Created 12-02-2015 03:28 PM
Hortonworks has a tutorial that shows how to configure Solr to store index files in HDFS. Since HDFS is already a fault tolerant file system, does it mean that with this approach we can keep the replication factor of 1 for any collections (shards) that we create? It sounds like a lot of redundancy if we keep the default HDFS replication factor of 3 plus Solr replication on top of that.
Created 12-02-2015 03:41 PM
@Jeremy Dyer Solr submits all its files to HDFS with the replication factor set to 1, meaning all Solr index and data files are stored with an HDFS replication of 1. Therefore, the Solr replication should be used. I am not sure if there is a Solr configuration parameter to set the HDFS replication for Solr files.
Does that help?
Created 12-02-2015 03:30 PM
This is good read and may help to decide the serving layer. If you are storing data and index on HDFS then I will go with 1.
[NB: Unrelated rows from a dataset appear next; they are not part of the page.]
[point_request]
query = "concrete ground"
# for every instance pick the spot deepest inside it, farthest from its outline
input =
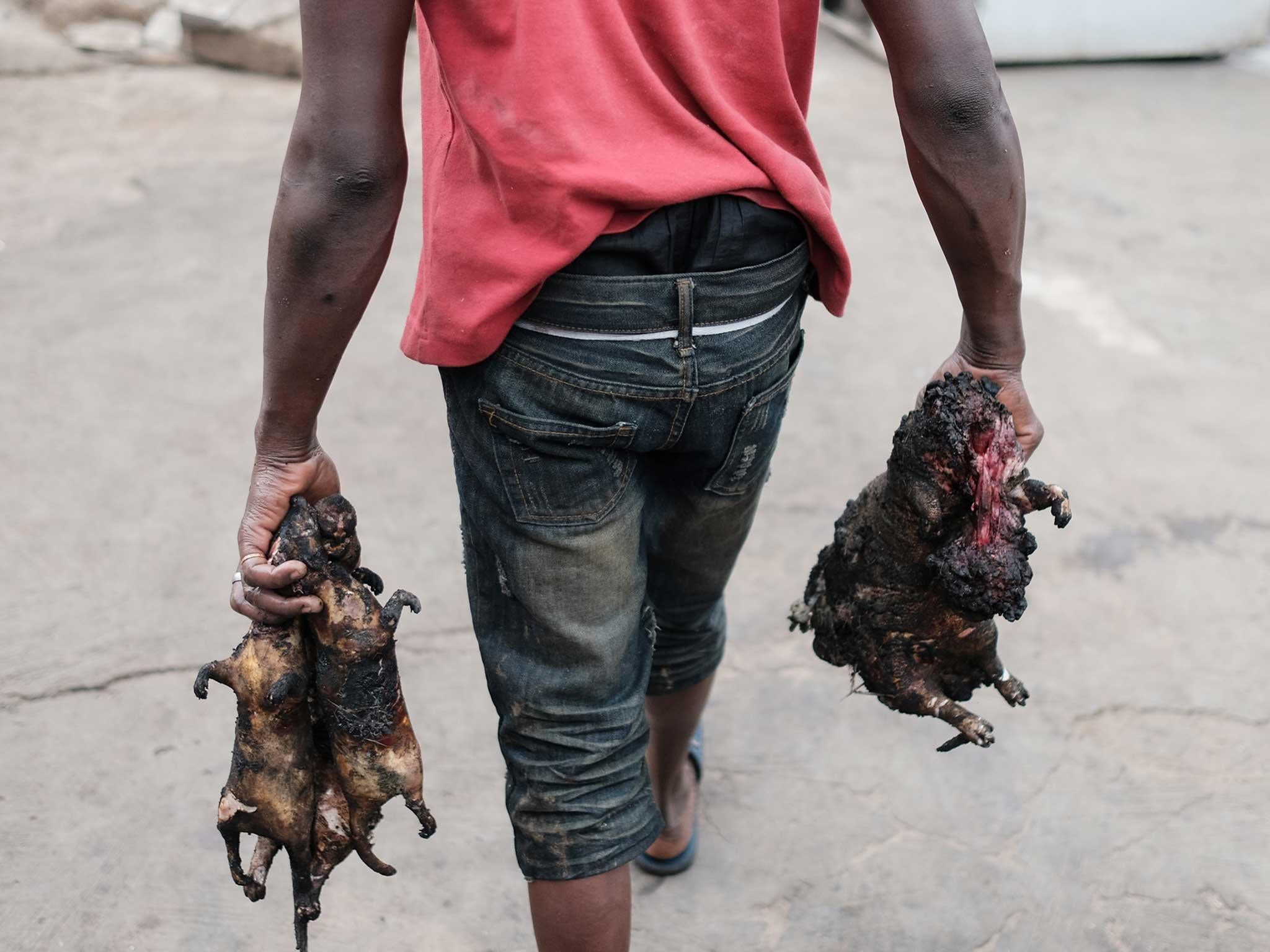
(1124, 809)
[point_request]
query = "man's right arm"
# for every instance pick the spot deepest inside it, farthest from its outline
(333, 224)
(966, 161)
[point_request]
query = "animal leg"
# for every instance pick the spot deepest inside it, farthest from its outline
(290, 684)
(1032, 495)
(370, 579)
(301, 881)
(391, 612)
(262, 860)
(974, 729)
(360, 832)
(231, 838)
(1009, 685)
(415, 805)
(213, 671)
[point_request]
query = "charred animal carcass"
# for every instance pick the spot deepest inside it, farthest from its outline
(270, 790)
(928, 555)
(305, 743)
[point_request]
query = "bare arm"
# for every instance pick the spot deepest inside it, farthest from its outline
(333, 224)
(967, 164)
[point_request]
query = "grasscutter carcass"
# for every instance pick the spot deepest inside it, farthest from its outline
(374, 748)
(305, 742)
(271, 788)
(928, 555)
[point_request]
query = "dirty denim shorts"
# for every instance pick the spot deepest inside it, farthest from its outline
(606, 489)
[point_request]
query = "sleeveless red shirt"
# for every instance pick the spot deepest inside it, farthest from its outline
(548, 123)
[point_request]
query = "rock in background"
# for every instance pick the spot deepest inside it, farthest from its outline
(260, 36)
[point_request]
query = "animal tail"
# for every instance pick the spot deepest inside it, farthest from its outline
(361, 837)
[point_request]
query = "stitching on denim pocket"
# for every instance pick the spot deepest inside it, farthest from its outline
(522, 451)
(755, 438)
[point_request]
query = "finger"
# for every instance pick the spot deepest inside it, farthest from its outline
(276, 604)
(258, 573)
(239, 603)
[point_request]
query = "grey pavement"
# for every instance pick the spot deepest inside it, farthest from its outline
(1124, 809)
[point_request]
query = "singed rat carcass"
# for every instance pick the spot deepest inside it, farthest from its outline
(928, 555)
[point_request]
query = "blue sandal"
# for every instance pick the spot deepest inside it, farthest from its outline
(681, 862)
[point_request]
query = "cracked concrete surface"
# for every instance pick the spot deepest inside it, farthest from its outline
(1122, 810)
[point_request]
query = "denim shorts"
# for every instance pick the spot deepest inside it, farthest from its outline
(606, 489)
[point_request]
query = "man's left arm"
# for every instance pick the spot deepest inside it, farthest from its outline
(333, 224)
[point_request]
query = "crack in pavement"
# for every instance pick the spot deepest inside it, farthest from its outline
(990, 943)
(12, 701)
(18, 700)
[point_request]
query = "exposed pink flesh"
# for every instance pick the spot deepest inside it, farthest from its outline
(993, 459)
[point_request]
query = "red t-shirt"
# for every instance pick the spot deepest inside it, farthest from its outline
(550, 122)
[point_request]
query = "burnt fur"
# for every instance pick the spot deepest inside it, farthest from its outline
(374, 748)
(928, 555)
(286, 782)
(270, 791)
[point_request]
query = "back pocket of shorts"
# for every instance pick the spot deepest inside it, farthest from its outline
(557, 472)
(755, 439)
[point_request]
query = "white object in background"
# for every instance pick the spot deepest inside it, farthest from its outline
(1065, 31)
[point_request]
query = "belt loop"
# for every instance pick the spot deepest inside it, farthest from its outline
(683, 343)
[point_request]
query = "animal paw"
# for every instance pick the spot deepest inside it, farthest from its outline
(1062, 507)
(308, 909)
(977, 731)
(1013, 691)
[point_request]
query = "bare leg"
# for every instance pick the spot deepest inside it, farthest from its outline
(673, 719)
(262, 858)
(584, 915)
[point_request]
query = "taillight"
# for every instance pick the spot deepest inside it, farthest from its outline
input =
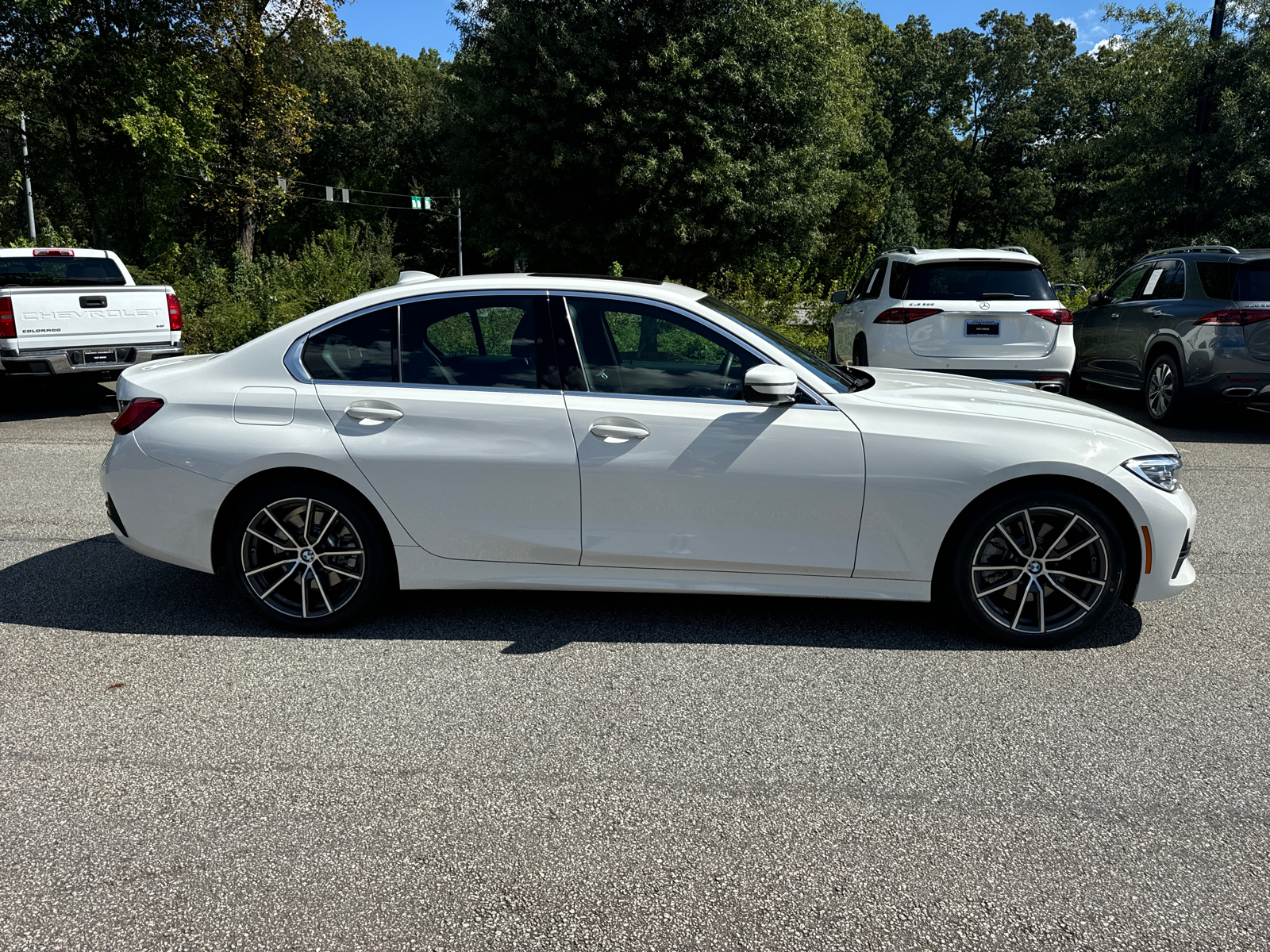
(1235, 317)
(1054, 315)
(173, 313)
(905, 315)
(135, 413)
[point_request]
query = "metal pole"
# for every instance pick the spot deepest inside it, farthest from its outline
(459, 194)
(25, 169)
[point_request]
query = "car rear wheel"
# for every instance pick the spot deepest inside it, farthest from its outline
(860, 352)
(1164, 393)
(1038, 569)
(306, 556)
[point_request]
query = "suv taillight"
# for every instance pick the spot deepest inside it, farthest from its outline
(173, 313)
(1235, 317)
(133, 413)
(1054, 315)
(906, 315)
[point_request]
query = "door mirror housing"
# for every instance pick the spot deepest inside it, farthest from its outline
(770, 385)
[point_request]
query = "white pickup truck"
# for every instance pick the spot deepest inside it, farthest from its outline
(76, 310)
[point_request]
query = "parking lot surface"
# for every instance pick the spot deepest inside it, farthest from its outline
(497, 771)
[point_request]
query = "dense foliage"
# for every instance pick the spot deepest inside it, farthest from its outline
(766, 149)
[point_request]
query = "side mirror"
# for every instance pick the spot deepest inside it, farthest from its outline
(770, 385)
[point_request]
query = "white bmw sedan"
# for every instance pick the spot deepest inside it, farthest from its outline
(563, 432)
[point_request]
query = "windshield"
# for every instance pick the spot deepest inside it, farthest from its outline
(977, 281)
(842, 380)
(60, 272)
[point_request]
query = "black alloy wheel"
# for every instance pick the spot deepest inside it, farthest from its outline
(1164, 393)
(1038, 569)
(860, 352)
(306, 556)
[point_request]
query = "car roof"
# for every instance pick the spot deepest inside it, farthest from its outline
(926, 255)
(422, 283)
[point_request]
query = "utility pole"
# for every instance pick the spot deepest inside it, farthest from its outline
(25, 171)
(1191, 213)
(459, 194)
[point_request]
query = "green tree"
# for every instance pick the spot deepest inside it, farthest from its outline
(675, 137)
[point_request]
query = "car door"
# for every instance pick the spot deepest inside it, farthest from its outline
(679, 473)
(1157, 304)
(451, 406)
(1099, 355)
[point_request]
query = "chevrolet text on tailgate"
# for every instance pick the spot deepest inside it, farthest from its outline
(76, 310)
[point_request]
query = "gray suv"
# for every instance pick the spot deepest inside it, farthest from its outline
(1183, 325)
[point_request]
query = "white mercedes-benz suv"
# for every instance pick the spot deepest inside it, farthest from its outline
(983, 313)
(560, 432)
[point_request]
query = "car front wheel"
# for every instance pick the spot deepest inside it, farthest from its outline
(1038, 569)
(306, 556)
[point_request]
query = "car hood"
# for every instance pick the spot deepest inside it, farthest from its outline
(1009, 403)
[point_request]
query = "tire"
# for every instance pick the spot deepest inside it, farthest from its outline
(860, 352)
(1060, 546)
(279, 533)
(1164, 395)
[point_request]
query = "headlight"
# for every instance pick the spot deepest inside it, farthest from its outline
(1160, 471)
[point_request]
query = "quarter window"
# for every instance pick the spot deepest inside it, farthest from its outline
(359, 349)
(637, 348)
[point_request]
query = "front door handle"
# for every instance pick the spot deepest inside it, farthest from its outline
(618, 429)
(372, 413)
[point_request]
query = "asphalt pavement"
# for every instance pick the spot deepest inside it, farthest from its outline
(558, 771)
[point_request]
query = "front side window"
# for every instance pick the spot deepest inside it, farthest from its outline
(473, 342)
(639, 348)
(357, 349)
(977, 281)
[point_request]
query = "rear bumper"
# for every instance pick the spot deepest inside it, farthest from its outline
(67, 361)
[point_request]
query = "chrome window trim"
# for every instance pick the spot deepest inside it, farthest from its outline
(296, 368)
(690, 315)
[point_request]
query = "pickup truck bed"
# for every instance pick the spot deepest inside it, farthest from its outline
(67, 311)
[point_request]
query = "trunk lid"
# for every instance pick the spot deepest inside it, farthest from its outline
(982, 329)
(89, 317)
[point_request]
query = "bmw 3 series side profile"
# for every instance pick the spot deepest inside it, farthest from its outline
(563, 432)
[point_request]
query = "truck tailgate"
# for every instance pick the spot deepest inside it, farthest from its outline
(87, 317)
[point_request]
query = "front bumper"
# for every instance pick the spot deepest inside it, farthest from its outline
(67, 361)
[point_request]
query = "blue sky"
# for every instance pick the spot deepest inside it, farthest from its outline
(410, 25)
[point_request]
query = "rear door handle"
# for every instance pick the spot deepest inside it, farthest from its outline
(371, 413)
(618, 429)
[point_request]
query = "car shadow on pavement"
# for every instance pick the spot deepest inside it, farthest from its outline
(118, 590)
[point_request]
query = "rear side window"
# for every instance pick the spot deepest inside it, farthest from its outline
(977, 281)
(872, 285)
(1217, 278)
(899, 272)
(475, 342)
(359, 349)
(1165, 282)
(60, 272)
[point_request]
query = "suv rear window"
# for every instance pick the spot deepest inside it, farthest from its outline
(978, 281)
(1236, 282)
(59, 272)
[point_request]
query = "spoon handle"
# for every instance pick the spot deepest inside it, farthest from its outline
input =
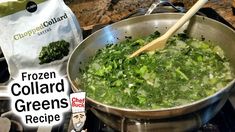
(185, 18)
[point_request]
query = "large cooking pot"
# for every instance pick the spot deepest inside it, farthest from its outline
(198, 27)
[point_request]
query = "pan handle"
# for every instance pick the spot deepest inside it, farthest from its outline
(163, 2)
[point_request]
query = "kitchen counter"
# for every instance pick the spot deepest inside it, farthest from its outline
(98, 12)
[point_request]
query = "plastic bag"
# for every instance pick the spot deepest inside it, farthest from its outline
(37, 34)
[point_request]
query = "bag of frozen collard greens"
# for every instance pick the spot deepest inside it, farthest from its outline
(37, 34)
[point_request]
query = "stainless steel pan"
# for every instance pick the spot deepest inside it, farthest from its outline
(198, 27)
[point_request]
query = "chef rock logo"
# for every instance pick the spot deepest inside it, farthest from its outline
(39, 97)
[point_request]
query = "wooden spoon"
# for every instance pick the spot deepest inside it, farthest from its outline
(160, 42)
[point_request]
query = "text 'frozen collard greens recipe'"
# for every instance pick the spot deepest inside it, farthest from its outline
(37, 34)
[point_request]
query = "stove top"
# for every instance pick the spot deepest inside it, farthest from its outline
(224, 120)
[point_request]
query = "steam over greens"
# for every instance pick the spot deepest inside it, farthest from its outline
(186, 70)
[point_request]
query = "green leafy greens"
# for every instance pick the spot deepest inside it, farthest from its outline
(186, 70)
(54, 51)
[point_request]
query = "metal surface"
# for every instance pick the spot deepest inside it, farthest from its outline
(197, 27)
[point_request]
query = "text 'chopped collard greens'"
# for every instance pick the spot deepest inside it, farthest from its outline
(186, 70)
(37, 34)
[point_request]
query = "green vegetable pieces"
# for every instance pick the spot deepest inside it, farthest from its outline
(54, 51)
(186, 70)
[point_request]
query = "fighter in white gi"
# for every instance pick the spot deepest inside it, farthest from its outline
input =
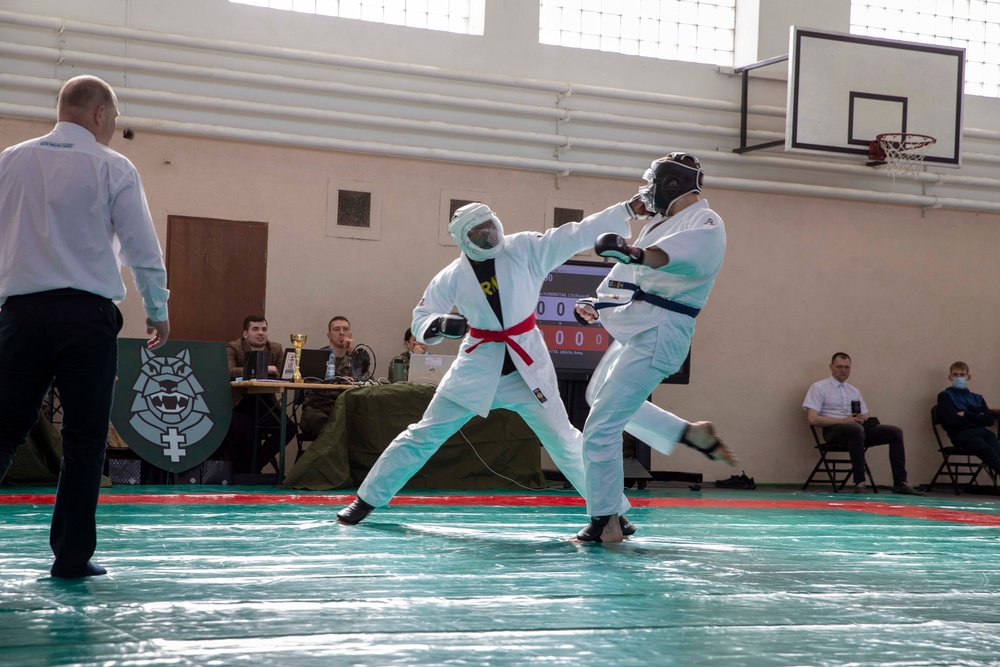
(648, 302)
(503, 361)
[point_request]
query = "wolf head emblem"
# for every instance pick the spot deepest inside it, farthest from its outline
(168, 408)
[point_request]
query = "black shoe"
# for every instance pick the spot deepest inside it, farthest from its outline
(592, 531)
(89, 569)
(355, 513)
(737, 482)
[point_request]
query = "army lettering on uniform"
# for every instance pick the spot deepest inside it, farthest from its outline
(490, 286)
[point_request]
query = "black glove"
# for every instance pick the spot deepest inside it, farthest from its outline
(589, 301)
(613, 246)
(640, 197)
(451, 325)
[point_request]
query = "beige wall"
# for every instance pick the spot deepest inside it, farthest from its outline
(903, 291)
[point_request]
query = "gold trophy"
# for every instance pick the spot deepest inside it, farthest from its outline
(298, 340)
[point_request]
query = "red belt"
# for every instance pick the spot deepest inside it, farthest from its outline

Created 12-02-2015 03:42 PM
Thanks for adding this, this is a good source. We covered a lot of replication and SolrCloud topics in there 🙂
Created 12-02-2015 03:41 PM
@Jeremy Dyer Solr submits all its files to HDFS with the replication factor set to 1, meaning all Solr index and data files are stored with an HDFS replication of 1. Therefore, the Solr replication should be used. I am not sure if there is a Solr configuration parameter to set the HDFS replication for Solr files.
Does that help?
Created 12-02-2015 03:51 PM
Update regarding the HDFS Replication configuration for solr files, there is an open Jira for this SOLR-6305 ("Ability to set the replication factor for index files created by HDFSDirectoryFactory")